The embryos of immature fruit are eaten by agoutis (Dasyprocta punctata) once they have fallen to the forest floor. Mature seeds can be infected by fungi and are also eaten by bruchid beetle larvae. The squirrel, Sciurus ingrami eats the leaves of P. elegans on BCI, but not in Southeastern Brazil. Woolly spider monkeys in Brazil feed extensively on the leaves in October, prior to the beginning of their mating season. The leaves are thought to be low in tannins and other secondary metabolites which hinder protein digestion, making them an ideal food before the mating season. They also contain phytoestrogens which can change the monkey's estrogen levels, possibly affecting their fertility. Both young and mature leaves of P. elegans are eaten by howler monkeys, as the leaves mature, the protein content decreases, the cell wall content increases, but the proportion of non-structural carbohydrates remains equal.

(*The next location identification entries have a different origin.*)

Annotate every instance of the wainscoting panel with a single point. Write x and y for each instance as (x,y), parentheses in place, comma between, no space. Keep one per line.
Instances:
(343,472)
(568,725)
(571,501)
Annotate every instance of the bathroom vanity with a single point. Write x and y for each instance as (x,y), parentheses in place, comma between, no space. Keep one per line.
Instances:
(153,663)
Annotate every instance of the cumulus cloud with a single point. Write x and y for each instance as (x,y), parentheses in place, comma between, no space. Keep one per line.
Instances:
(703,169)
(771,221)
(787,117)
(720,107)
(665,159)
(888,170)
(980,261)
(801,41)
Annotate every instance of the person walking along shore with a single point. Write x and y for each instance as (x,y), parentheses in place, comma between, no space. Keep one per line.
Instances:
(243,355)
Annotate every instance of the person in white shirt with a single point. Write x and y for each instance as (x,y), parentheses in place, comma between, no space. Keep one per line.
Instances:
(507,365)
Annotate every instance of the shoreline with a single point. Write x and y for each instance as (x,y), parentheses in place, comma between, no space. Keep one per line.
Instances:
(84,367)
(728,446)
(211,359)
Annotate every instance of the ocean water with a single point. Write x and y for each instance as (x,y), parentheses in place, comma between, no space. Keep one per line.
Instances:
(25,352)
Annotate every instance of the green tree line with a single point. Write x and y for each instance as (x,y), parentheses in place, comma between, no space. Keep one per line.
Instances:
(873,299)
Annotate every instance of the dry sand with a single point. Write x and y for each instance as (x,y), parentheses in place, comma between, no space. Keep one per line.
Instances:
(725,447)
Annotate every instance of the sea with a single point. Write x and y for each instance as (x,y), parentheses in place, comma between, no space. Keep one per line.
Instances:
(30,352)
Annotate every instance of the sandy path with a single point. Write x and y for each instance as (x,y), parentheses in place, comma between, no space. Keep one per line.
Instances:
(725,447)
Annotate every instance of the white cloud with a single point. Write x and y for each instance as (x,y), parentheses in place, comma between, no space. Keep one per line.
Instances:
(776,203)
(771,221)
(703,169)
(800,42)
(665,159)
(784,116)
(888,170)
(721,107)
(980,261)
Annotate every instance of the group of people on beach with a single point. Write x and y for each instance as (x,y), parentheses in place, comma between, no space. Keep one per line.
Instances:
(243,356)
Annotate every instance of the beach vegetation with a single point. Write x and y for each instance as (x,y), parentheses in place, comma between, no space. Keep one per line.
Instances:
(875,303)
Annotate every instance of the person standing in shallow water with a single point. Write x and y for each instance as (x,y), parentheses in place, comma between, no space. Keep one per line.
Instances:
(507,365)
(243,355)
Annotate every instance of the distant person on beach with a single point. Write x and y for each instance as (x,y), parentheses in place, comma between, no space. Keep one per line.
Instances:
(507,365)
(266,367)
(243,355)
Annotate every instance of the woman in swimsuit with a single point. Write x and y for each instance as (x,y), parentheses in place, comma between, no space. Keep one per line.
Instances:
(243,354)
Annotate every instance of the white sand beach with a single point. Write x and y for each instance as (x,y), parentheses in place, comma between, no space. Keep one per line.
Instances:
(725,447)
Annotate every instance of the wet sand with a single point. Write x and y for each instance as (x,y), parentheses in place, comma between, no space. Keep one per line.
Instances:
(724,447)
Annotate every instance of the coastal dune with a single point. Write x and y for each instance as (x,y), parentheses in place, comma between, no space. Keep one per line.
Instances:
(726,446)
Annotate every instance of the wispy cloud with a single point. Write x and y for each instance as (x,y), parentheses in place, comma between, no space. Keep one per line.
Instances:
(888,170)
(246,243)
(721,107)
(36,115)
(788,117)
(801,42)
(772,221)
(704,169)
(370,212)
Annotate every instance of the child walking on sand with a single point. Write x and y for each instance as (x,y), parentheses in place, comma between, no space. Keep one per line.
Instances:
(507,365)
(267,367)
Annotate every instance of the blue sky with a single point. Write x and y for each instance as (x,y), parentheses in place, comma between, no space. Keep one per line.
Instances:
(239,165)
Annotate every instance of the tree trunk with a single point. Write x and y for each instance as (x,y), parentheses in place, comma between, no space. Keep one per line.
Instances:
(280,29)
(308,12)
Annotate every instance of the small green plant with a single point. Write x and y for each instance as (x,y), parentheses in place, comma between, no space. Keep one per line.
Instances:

When fresh, the leaves contain between 100 and 200 mg of ascorbic acid (Vitamin C) per 100 g, like humans some primates on BCI require in their diet, since they do not possess the gene for L-gulonolactone oxidase, the enzyme required to convert glucose to ascorbic acid.

==Uses==
Platypodium elegans is not known to have any uses in traditional medicine. The Smithsonian Tropical Research Institute herbarium report its wood is used for timber, being described as "white, knotty, light and fragile". Pittier remarked in 1931 that the wood is little used in Panama however since the mature trunks are normally hollow and filled with an oily liquid.